Собеседники говорили по-румынски, последнюю же фразу Эмиль произнес по-французски и с нажимом, какой обычно появлется от несдержанности в общении с пьяным. Выйдя в балконную дверь, он встал у перил с видом на несколько сомнительное редколесье округи. Был тот час сумерек, когда небо этих широт принимает неописуемый оттенок синего, напоминающий ощущение еще не просроченной жизненной полноты. Вдали, где темная лесостепь поднималась, коробясь, к невидимым предгорьям Катскильских гор, шел то исчезая в холмах, то появляясь, поезд, и теперь оба они глядели в сторону огней.

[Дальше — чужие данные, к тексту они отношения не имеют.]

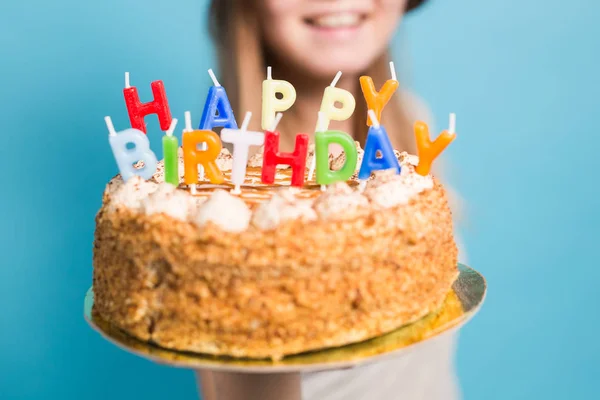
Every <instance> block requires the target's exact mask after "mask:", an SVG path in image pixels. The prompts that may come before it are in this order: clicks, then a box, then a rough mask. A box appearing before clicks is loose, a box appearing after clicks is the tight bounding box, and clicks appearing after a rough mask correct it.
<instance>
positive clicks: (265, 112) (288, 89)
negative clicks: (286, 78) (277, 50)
mask: <svg viewBox="0 0 600 400" xmlns="http://www.w3.org/2000/svg"><path fill="white" fill-rule="evenodd" d="M277 93H280V94H281V96H282V97H281V99H278V98H277V96H276V94H277ZM295 101H296V89H295V88H294V86H292V84H291V83H289V82H287V81H282V80H274V79H273V77H272V70H271V67H267V79H266V80H264V81H263V93H262V128H263V129H264V130H268V129H269V128H270V127H271V126H272V125H273V121H274V119H275V114H276V113H277V112H278V111H281V112H283V111H286V110H288V109H289V108H290V107H291V106H292V105H293V104H294V102H295Z"/></svg>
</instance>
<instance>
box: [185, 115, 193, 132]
mask: <svg viewBox="0 0 600 400" xmlns="http://www.w3.org/2000/svg"><path fill="white" fill-rule="evenodd" d="M184 115H185V131H186V132H191V131H192V130H193V129H192V113H190V112H189V111H186V112H185V113H184Z"/></svg>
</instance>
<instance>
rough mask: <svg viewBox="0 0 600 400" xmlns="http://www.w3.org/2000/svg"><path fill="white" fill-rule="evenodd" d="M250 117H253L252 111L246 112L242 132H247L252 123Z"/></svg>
mask: <svg viewBox="0 0 600 400" xmlns="http://www.w3.org/2000/svg"><path fill="white" fill-rule="evenodd" d="M250 118H252V112H250V111H248V112H247V113H246V116H245V117H244V122H242V128H241V131H242V132H245V131H246V130H247V129H248V125H249V124H250Z"/></svg>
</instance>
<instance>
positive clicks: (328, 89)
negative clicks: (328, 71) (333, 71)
mask: <svg viewBox="0 0 600 400" xmlns="http://www.w3.org/2000/svg"><path fill="white" fill-rule="evenodd" d="M341 76H342V71H339V72H338V73H337V74H336V75H335V78H333V81H332V82H331V85H329V86H328V87H326V88H325V93H323V100H322V102H321V112H322V113H323V114H324V115H325V124H326V125H325V126H324V128H325V129H323V131H326V130H327V129H328V128H329V122H330V121H331V120H334V121H345V120H347V119H348V118H350V116H351V115H352V113H353V112H354V108H355V107H356V100H354V96H352V93H350V92H349V91H347V90H344V89H340V88H336V87H335V85H336V84H337V82H338V81H339V80H340V77H341ZM336 102H339V103H340V104H341V105H342V106H341V107H336V106H335V104H336Z"/></svg>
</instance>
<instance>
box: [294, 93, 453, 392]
mask: <svg viewBox="0 0 600 400" xmlns="http://www.w3.org/2000/svg"><path fill="white" fill-rule="evenodd" d="M399 94H400V95H401V96H402V98H403V100H404V101H403V103H405V104H407V105H408V107H407V108H406V109H407V110H408V112H409V114H411V115H414V116H417V118H418V119H421V120H424V121H431V120H432V119H431V117H430V114H429V111H428V110H427V107H426V106H425V104H424V103H423V102H422V101H421V100H420V99H418V98H416V97H415V96H414V95H412V94H410V93H408V92H403V93H399ZM430 126H431V125H430ZM432 129H433V128H432ZM432 131H433V130H432ZM456 241H457V245H458V247H459V259H460V260H461V261H463V254H464V252H463V251H462V248H461V247H462V246H461V244H460V240H459V239H458V238H456ZM455 347H456V334H445V335H442V336H439V337H436V338H434V339H432V340H430V341H429V342H427V343H424V344H423V345H422V346H419V347H418V348H417V349H415V350H413V351H411V352H410V353H409V354H407V355H406V356H402V357H401V358H397V359H390V360H386V361H382V362H378V363H375V364H368V365H365V366H362V367H358V368H353V369H348V370H341V371H326V372H316V373H309V374H304V375H303V376H302V399H303V400H396V399H397V400H457V399H460V398H461V394H460V390H459V387H458V383H457V379H456V375H455V370H454V353H455Z"/></svg>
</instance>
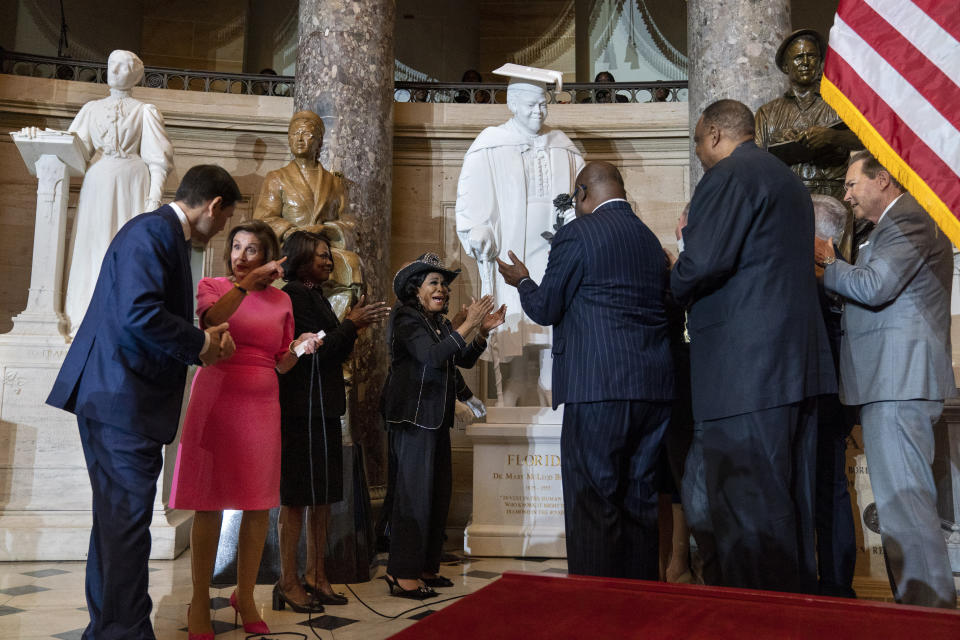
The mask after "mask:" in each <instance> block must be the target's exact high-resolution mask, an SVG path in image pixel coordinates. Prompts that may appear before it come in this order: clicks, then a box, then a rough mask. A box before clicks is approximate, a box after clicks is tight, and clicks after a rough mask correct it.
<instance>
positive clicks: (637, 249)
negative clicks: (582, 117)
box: [499, 162, 673, 580]
mask: <svg viewBox="0 0 960 640" xmlns="http://www.w3.org/2000/svg"><path fill="white" fill-rule="evenodd" d="M576 185H577V186H576V189H575V191H574V199H575V203H576V214H577V219H576V220H574V221H572V222H570V223H569V224H567V225H565V226H564V227H562V228H561V229H560V230H559V231H558V232H557V235H556V236H555V237H554V239H553V244H552V246H551V248H550V256H549V259H548V261H547V269H546V272H545V274H544V276H543V282H541V283H540V285H537V283H536V282H534V281H533V280H531V279H530V276H529V273H528V272H527V269H526V267H525V266H524V265H523V263H522V262H520V261H519V260H517V258H516V256H515V255H514V254H513V252H512V251H511V252H509V256H510V259H511V260H512V261H513V264H507V263H506V262H503V261H502V260H501V261H499V263H500V273H501V274H502V275H503V277H504V281H506V282H507V284H509V285H511V286H515V287H517V289H518V291H519V293H520V303H521V305H522V306H523V310H524V311H525V312H526V314H527V315H528V316H529V317H530V318H531V319H533V320H534V321H535V322H537V323H539V324H541V325H553V327H554V334H553V406H554V408H556V407H557V406H558V405H560V404H564V405H565V406H564V413H563V430H562V432H561V437H560V454H561V470H562V472H563V503H564V514H565V520H566V536H567V540H566V542H567V566H568V569H569V571H570V573H576V574H582V575H596V576H608V577H619V578H639V579H647V580H655V579H656V578H657V570H658V566H657V514H656V505H657V496H656V489H655V487H654V483H653V475H654V468H655V466H656V460H657V455H658V453H659V450H660V441H661V439H662V437H663V432H664V430H665V429H666V426H667V423H668V422H669V419H670V407H671V400H672V399H673V363H672V361H671V357H670V346H669V343H668V338H667V318H666V311H665V309H664V302H663V296H664V291H665V286H666V263H665V261H664V258H663V251H662V248H661V247H660V243H659V242H658V241H657V238H656V237H655V236H654V235H653V233H652V232H651V231H650V229H648V228H647V226H646V225H645V224H644V223H643V222H641V221H640V219H639V218H638V217H637V216H636V215H635V214H634V213H633V210H632V209H631V208H630V205H629V204H628V203H627V201H626V199H625V198H626V193H625V191H624V187H623V178H622V177H621V176H620V172H619V171H617V169H616V168H615V167H614V166H613V165H611V164H608V163H606V162H591V163H589V164H587V166H586V167H584V169H583V171H581V172H580V175H578V176H577V180H576ZM586 214H589V215H586Z"/></svg>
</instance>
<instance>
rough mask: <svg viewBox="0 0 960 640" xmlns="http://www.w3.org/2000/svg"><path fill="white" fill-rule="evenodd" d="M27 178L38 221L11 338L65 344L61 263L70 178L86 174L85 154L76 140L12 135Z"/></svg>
mask: <svg viewBox="0 0 960 640" xmlns="http://www.w3.org/2000/svg"><path fill="white" fill-rule="evenodd" d="M10 135H11V137H12V138H13V141H14V142H15V143H16V145H17V149H18V150H19V151H20V155H21V156H23V161H24V163H26V165H27V168H28V169H29V170H30V174H31V175H34V176H37V182H38V183H37V217H36V220H35V222H34V228H33V270H32V272H31V274H30V294H29V296H28V298H27V308H26V309H24V311H23V312H22V313H21V314H20V315H18V316H17V317H15V318H14V319H13V330H12V331H11V332H10V335H22V336H32V337H45V338H48V341H47V342H48V343H49V344H50V345H51V346H53V345H55V344H63V343H64V336H66V335H67V329H68V327H67V324H66V318H64V315H63V263H64V256H65V255H66V251H65V237H66V230H67V193H68V191H69V189H70V178H71V177H78V176H82V175H83V174H84V173H85V171H86V166H87V157H86V151H85V150H84V148H83V145H82V144H80V141H79V140H78V139H77V137H76V135H74V134H72V133H66V132H40V133H39V134H38V135H37V137H36V138H28V137H27V136H24V135H21V134H19V133H16V132H14V133H11V134H10Z"/></svg>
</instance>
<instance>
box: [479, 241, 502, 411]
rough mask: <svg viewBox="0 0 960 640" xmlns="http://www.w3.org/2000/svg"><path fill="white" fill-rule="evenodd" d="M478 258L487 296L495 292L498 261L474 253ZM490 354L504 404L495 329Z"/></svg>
mask: <svg viewBox="0 0 960 640" xmlns="http://www.w3.org/2000/svg"><path fill="white" fill-rule="evenodd" d="M473 257H474V258H476V260H477V266H478V267H479V271H480V295H481V296H485V295H487V294H492V293H493V280H494V278H495V277H496V275H495V274H496V271H495V269H496V268H497V267H496V265H497V263H496V262H495V261H493V260H487V259H486V258H482V257H480V255H479V252H476V253H474V255H473ZM489 341H490V356H491V358H492V359H493V380H494V384H495V385H496V387H497V406H498V407H502V406H503V372H501V371H500V348H499V346H498V344H497V332H496V330H494V331H493V332H491V334H490V340H489Z"/></svg>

"Как же бесприютно!" Эмиль произнес это тихо, почти мысленно, как бы поджидая, не окажется ли фраза надуманной, или не пропадет ли сама, как поезд среди холмов. "Здесь всегда было так... тоскливо?"

"Что?"

"Печально".

"Это и есть дом", сказал Бенджамен. "В дальнем ящичке валяются две катушки ниток, в одной из них игла. Пять старых сломанных авторучек. Письмо из дирекции рыбнадзора вашему дедушке по поводу уплаты членских взносов. Что еще? Немного рассыпанной гречневой крупы. Мятый клочок бумаги, крупными каракулями выведено: куплю молока, к семи не жди. Ржавый бритвенный станок. Пустая пачка из-под сигарет, подклеившаяся к ней почтовая марка. Дом, который построил Джек".

"К черту", сказал Эмиль.

"Было время, мы собирались по субботам на палубе у Чорбы, и там Эмилия, тезка ваша, как-то подсела ко мне. Кажется, кто-то привел ее с собой. И вот она говорит: "Милый, тебе срочно надо менять друзей. С этими мне не продать твои мемуары".

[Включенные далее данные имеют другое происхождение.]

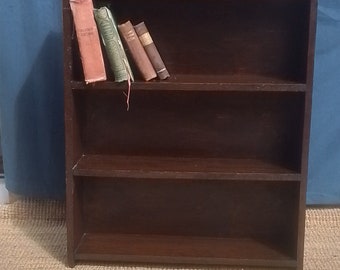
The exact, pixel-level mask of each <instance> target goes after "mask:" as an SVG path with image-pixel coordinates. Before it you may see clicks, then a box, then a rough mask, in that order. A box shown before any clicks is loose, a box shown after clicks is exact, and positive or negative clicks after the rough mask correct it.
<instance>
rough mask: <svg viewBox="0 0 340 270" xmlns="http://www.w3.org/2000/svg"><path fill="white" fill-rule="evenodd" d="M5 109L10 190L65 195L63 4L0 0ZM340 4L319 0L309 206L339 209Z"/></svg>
mask: <svg viewBox="0 0 340 270" xmlns="http://www.w3.org/2000/svg"><path fill="white" fill-rule="evenodd" d="M0 21H1V30H0V31H1V32H0V34H1V42H0V87H1V88H0V91H1V92H0V108H1V115H0V116H1V122H2V147H3V156H4V167H5V177H6V185H7V187H8V189H9V190H10V191H12V192H15V193H19V194H25V195H29V196H36V197H49V198H63V196H64V189H65V180H64V138H63V78H62V34H61V32H62V19H61V0H25V1H23V0H11V1H1V2H0ZM339 86H340V1H339V0H319V8H318V26H317V41H316V55H315V82H314V92H313V110H312V126H311V144H310V161H309V165H310V166H309V180H308V181H309V182H308V194H307V201H308V203H309V204H340V181H339V178H340V166H339V165H340V141H339V139H340V136H339V135H340V116H339V113H340V107H339V106H338V104H339V101H340V89H339Z"/></svg>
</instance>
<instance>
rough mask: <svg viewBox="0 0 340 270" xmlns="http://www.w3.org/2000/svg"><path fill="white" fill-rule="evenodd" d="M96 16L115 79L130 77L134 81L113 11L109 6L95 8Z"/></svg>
mask: <svg viewBox="0 0 340 270" xmlns="http://www.w3.org/2000/svg"><path fill="white" fill-rule="evenodd" d="M94 17H95V19H96V22H97V26H98V29H99V33H100V35H101V38H102V41H103V44H104V47H105V50H106V54H107V57H108V59H109V63H110V67H111V69H112V72H113V75H114V77H115V81H116V82H122V81H127V80H129V79H130V80H131V81H134V77H133V74H132V71H131V68H130V64H129V61H128V59H127V57H126V54H125V51H124V47H123V44H122V41H121V39H120V36H119V33H118V30H117V26H116V23H115V21H114V19H113V16H112V13H111V11H110V10H109V9H108V8H107V7H101V8H99V9H94Z"/></svg>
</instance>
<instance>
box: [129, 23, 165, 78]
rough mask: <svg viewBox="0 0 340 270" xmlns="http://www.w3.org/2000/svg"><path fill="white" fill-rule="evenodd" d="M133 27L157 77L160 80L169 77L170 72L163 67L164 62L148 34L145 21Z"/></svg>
mask: <svg viewBox="0 0 340 270" xmlns="http://www.w3.org/2000/svg"><path fill="white" fill-rule="evenodd" d="M134 28H135V31H136V33H137V35H138V38H139V40H140V41H141V43H142V45H143V47H144V49H145V51H146V54H147V55H148V57H149V59H150V61H151V64H152V66H153V67H154V69H155V71H156V73H157V75H158V77H159V78H160V79H161V80H164V79H166V78H168V77H170V74H169V72H168V70H167V68H166V67H165V64H164V62H163V60H162V58H161V56H160V54H159V51H158V49H157V47H156V45H155V43H154V41H153V40H152V37H151V35H150V32H149V30H148V28H147V27H146V25H145V22H141V23H139V24H137V25H135V26H134Z"/></svg>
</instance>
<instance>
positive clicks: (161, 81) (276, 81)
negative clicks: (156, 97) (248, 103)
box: [71, 74, 307, 92]
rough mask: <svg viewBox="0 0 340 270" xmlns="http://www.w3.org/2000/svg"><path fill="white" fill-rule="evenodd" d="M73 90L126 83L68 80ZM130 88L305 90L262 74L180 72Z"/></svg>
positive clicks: (195, 90) (245, 89) (282, 91)
mask: <svg viewBox="0 0 340 270" xmlns="http://www.w3.org/2000/svg"><path fill="white" fill-rule="evenodd" d="M71 88H72V89H73V90H83V89H84V90H85V89H86V90H91V89H95V90H100V89H102V90H109V89H112V90H126V83H116V82H113V81H105V82H98V83H96V84H88V85H87V84H85V82H83V81H77V80H74V81H71ZM132 89H133V90H176V91H177V90H179V91H277V92H305V91H306V89H307V87H306V84H305V83H299V82H294V81H291V80H283V79H278V78H274V77H270V76H261V75H225V76H222V75H217V76H214V75H202V76H199V75H182V74H179V75H177V74H173V75H172V76H171V77H170V78H169V79H167V80H164V81H158V80H154V81H150V82H143V81H138V80H137V81H135V82H133V83H132Z"/></svg>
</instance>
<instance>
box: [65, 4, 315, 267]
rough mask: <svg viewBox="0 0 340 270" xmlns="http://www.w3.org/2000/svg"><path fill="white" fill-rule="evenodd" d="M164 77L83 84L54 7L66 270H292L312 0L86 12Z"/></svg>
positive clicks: (308, 121)
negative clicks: (160, 264) (147, 55)
mask: <svg viewBox="0 0 340 270" xmlns="http://www.w3.org/2000/svg"><path fill="white" fill-rule="evenodd" d="M93 2H94V5H95V6H96V7H99V6H102V5H109V6H110V8H111V10H112V12H113V14H114V16H115V18H116V21H117V23H121V22H124V21H125V20H131V21H132V22H134V23H138V22H140V21H145V22H146V23H147V25H148V28H149V31H150V33H151V35H152V37H153V40H154V42H155V44H156V46H157V48H158V50H159V52H160V54H161V56H162V58H163V60H164V63H165V64H166V66H167V68H168V70H169V73H170V76H171V77H170V78H168V79H167V80H164V81H160V80H157V79H155V80H152V81H149V82H145V81H143V80H141V79H140V77H138V72H135V79H136V81H135V82H134V83H133V84H132V86H131V98H130V110H129V111H127V110H126V104H125V96H124V95H123V91H125V88H126V85H125V84H124V83H116V82H114V80H113V76H112V74H110V72H109V71H108V73H107V74H108V80H107V81H104V82H99V83H95V84H85V83H84V77H83V72H82V66H81V61H80V55H79V50H78V45H77V39H76V36H75V34H74V27H73V20H72V13H71V11H70V6H69V2H68V0H63V25H64V32H63V33H64V79H65V82H64V85H65V137H66V186H67V192H66V193H67V248H68V261H69V265H70V266H74V265H75V264H76V262H77V261H82V260H85V261H112V262H130V263H131V262H134V263H136V262H137V263H138V262H141V263H176V264H190V265H197V264H198V265H226V266H233V267H262V268H269V269H270V268H275V269H278V268H283V269H300V270H302V269H303V252H304V251H303V247H304V226H305V223H304V219H305V193H306V181H307V160H308V144H309V125H310V111H311V97H312V81H313V79H312V76H313V57H314V39H315V24H316V21H315V20H316V19H315V14H316V5H317V3H316V0H209V1H208V0H187V1H181V0H164V1H159V0H157V1H156V0H147V1H141V0H112V1H110V0H107V1H98V0H93Z"/></svg>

"К черту", повторил Эмиль.

"Два последующих года мы жили с ней здесь, пока я не нашел ее труп в ванной комнате. В городе поговаривали, что она слишком много пила. Даже для нью-джерсийской домохозяйки. Такие дела. Тоска ее заразила меня юношеством, как старческим гриппом. Вспомните наш кружок середины двадцатых в Бухаресте. В городе, где тоска есть жизненное поприще и призвание, без предвзятости, вне предмета привязанности. Когда мы тоскуем, Эмиль, мы тоскуем по полноте такой тоски".

"Что-то было в записке?"

"В записке? Какой записке? Ах, да, в записке. В записке было: я одинока. Как лай собак".

Оба всматривались вслед удаляющемуся поезду, этому союзу живых. Молча условившись удержать его в поле зрения, продолжали они следить за его огнями до тех пор, пока нарастающий фон земли окончательно не поглотил и огни, и их самих и дом, на балконе которого они стояли.